# Carbonated mineral water???



## LordSul (Mar 17, 2006)

This may sound stupid, but I heard that carbonated mineral waters can be used as CO2 supplement for aquariums, do you think this is possible, or does it work?

Thanks


----------



## Dracolique (May 28, 2007)

I have not tried it, but I imagine that adding all of that CO2 at once would probably cause quite a large pH swing. Depending on the size of your tank and which plants you have, they may or may not mind too much, but if you have any fish a huge pH swing would definitely be a bad thing.

Besides, I think the excess CO2 you got from that "supplement" would dissipate into the air pretty quickly (depending on the surface agitation in your tank), so you may not get as much benefit as you think.

Have you checked the pH of that carbonated mineral water? I would be interested to know what it is.
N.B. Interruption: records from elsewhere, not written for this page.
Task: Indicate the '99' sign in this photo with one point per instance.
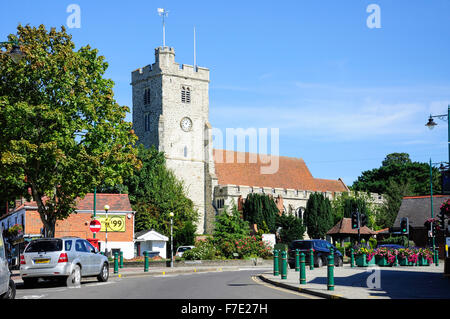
(115, 223)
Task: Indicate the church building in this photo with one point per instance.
(171, 112)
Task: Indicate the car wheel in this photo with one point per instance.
(104, 273)
(29, 282)
(74, 280)
(11, 293)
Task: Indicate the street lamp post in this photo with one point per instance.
(171, 239)
(431, 124)
(106, 207)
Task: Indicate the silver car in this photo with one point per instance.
(7, 286)
(67, 259)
When it comes to CO2, slow and steady wins the race IMO.


----------



## net (Mar 27, 2007)

Sounds like a bad short cut.


----------



## Aeropars (Apr 20, 2006)

Amano used to do this in his early days. I own one of his books where he explained how he used to do it.


----------



## vic46 (Oct 20, 2006)

Carbonated water/soda water contains a lot of sodium which I would suggest is NOT something you would like to introduce into any tank!
Vic


----------



## tkos (Oct 30, 2006)

Water like Gerolstiener (sorry abou the spelling) is simply carbonation and added calcium and magnesium. Soda water can often contain sugar or other things like sodium. It would be expnsive to have to use the good stuff every day but could be a fun experiment in a smaller fish free tank. I doubt there would be a pH swing of much significance as the CO2 would off gas pretty quickly and not have a chance to eat the buffer away. Perhaps inverting the bottle and allowing it to drip slowly with tubing?


----------